There’s a new kid on the LLM block.
Databricks, a cloud-based data software company, launched a new AI model on Wednesday — and the company says it’s faster, cheaper, and more efficient than its larger competitors.
“You get twice the speed, and it’s significantly cheaper, but you get the intelligence of the bigger models,” Databricks cofounder and CEO Ali Ghodsi told Business Insider in an interview.
The model, called DBRX, comes at a time of fierce competition in the generative AI field. OpenAI, Meta, Google, and Elon Musk’s xAI have all launched their own chatbots within the past two years.
Databricks says its model can outpace some of its competitors on language understanding, programming, and math and logic by relying on a “mixture of experts.” These can be thought of as smaller AI models, each containing its own expertise, that make up the overall large language model and handle requests with far less computing power.
With more “experts,” DBRX can churn out pieces of text using fewer parameters — the adjustable elements within a model that help a chatbot interpret and generate text.

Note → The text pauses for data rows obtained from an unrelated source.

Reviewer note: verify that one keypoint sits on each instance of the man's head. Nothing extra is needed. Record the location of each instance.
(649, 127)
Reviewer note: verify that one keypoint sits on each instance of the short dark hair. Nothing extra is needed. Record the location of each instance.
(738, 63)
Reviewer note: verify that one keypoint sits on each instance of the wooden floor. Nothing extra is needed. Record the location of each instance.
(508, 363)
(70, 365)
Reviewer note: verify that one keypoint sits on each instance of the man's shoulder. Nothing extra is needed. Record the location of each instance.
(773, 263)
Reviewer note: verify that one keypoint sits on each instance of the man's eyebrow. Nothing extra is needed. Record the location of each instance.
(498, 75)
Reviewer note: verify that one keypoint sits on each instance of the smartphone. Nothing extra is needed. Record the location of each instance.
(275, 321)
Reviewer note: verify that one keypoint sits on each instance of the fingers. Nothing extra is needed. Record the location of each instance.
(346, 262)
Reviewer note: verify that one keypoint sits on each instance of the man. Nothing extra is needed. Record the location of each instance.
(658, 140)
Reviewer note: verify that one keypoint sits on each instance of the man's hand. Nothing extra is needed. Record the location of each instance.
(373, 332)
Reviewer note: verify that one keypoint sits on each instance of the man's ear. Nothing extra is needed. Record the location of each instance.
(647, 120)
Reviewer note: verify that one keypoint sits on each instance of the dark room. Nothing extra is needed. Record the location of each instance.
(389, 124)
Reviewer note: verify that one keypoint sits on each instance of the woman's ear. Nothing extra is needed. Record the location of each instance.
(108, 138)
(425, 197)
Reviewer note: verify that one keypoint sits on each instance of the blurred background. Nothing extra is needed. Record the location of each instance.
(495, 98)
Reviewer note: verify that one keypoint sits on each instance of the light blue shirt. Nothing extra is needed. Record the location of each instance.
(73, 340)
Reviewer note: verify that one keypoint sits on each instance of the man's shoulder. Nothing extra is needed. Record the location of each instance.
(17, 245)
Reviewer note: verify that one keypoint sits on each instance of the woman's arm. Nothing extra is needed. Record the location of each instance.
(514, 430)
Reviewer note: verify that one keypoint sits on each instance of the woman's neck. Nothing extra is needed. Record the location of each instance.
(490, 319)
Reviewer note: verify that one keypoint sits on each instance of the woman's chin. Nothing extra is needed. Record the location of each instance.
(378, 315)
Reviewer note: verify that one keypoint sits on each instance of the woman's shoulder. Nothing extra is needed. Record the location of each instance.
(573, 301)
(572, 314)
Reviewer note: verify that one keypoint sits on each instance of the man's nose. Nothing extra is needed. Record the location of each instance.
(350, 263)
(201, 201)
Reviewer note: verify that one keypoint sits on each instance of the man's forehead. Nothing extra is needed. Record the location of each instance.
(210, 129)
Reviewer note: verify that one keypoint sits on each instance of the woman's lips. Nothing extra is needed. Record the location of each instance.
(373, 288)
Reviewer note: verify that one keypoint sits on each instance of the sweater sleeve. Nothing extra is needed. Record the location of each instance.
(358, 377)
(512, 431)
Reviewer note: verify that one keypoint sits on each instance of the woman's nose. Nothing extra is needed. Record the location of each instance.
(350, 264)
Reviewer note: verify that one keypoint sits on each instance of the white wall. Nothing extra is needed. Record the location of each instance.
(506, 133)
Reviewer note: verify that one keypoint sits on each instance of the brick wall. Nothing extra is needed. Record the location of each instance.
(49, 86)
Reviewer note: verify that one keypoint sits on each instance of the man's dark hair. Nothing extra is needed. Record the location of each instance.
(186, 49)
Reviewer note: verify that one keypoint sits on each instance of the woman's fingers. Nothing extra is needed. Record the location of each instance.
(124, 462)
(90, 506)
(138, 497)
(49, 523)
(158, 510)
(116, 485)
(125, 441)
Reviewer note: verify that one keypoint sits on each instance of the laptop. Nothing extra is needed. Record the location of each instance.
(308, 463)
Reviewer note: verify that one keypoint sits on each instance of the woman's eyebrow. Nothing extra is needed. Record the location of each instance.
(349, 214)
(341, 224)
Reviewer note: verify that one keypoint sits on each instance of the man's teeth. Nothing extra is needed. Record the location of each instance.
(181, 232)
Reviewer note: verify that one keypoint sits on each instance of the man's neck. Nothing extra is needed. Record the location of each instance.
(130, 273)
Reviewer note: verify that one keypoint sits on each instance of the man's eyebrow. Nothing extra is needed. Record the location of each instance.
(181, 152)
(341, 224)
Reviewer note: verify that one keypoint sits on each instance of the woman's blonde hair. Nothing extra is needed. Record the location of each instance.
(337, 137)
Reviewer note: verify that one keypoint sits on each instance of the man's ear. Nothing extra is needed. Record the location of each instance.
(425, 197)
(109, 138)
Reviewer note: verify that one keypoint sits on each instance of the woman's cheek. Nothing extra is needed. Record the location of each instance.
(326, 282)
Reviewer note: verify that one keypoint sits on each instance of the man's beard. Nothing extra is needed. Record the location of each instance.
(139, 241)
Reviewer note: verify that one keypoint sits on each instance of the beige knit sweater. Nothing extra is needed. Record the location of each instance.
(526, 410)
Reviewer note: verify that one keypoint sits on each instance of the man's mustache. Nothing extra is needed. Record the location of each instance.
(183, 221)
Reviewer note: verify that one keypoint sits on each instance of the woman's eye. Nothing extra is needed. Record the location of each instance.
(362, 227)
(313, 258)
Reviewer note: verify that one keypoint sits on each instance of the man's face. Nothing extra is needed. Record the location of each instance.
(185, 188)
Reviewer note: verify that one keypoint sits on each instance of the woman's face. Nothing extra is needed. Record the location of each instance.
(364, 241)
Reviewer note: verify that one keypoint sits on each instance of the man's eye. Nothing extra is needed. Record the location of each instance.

Databricks began building the model around January. It took $10 million and two months to train the model on public data, Ghodsi said.
DBRX, available as open source, is the culmination of the company’s $1.3 billion purchase of AI startup MosaicML last July, as many of its staffers helped build DBRX.
The model was pre-trained on about 3,000 Nvidia H100 GPUs — an energy demand much smaller than its competitors, according to Ghodsi. The chipmaker participated in Databricks’ $500 million Series I funding round in September.
Also, the entire DBRX model has 132 billion parameters, the company said. “At any given time,” the model is using about 36 billion parameters to handle requests, Ghodsi said during a demo on Monday in San Francisco.
Open-source models can lead to more variety by allowing other companies or groups to build off of Databricks’ model, Patrick Wendell, the company’s cofounder and vice president of engineering said Monday.
“There are lots of groups that know how to build great models,” Wendell said.
“What we can do is then enable many customers to build their own models,” he added.
Naveen Rao, who co-founded MosaicML in 2021 before Databricks’ acquisition, previously told BI if companies can rely on their own data to train an open-source model, then they won’t have to worry about legal challenges like copyright infringement suits that have already been thrown at OpenAI and Microsoft.
Ghodsi told BI that a team at Databricks was responsible for filtering copyrighted material from the data used to train DBRX.